Friday, February 6, 2009

The French Connection (1971): Shira's Take

First and foremost it must be said that the first half of this movie is not good. It is totally uninteresting, and the details of the smuggling plot are hard to follow. Second, there is not much character development, which is typically the most important thing to me in any narrative-based art-form. Disclaimers aside...The French Connection is great. I don't miss the character development when Gene Hackman is just so totally awesome. And the second half really makes up for the first. The moment the movie gets interesting is when Jimmy "Popeye" Doyle (Gene Hackman) desperately tries repeatedly to get on the same subway train as Frog #1, Alain Charnier (Fernando Rey). That scene is followed soon after by the classic car/subway chase scene, which is just so incredible in every way. That fifteen minutes (or so) of no dialogue develops Popeye's lust for the job more than hours of dialogue in any modern cop movie (Michael Mann's Heat for example). Add to that, of course, the fact that he absolutely does not care a bit when he kills Mulderig at the end. Priceless.

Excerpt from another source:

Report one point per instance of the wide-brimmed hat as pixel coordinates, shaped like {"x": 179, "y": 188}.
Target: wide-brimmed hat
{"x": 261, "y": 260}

Really, the car chase scene on its own is the perfect movie, edited flawlessly. Nearing forty years later, and they're still making video games that attempt to be as cool. This endless determination, never looking back (except for when you almost run over a baby carriage), running into everything in your way, smashing up the car like crazy -- it is the ultimate cop movie scene. So yes, I will be giving this movie a 9/10, in spite of its awful first 45 minutes.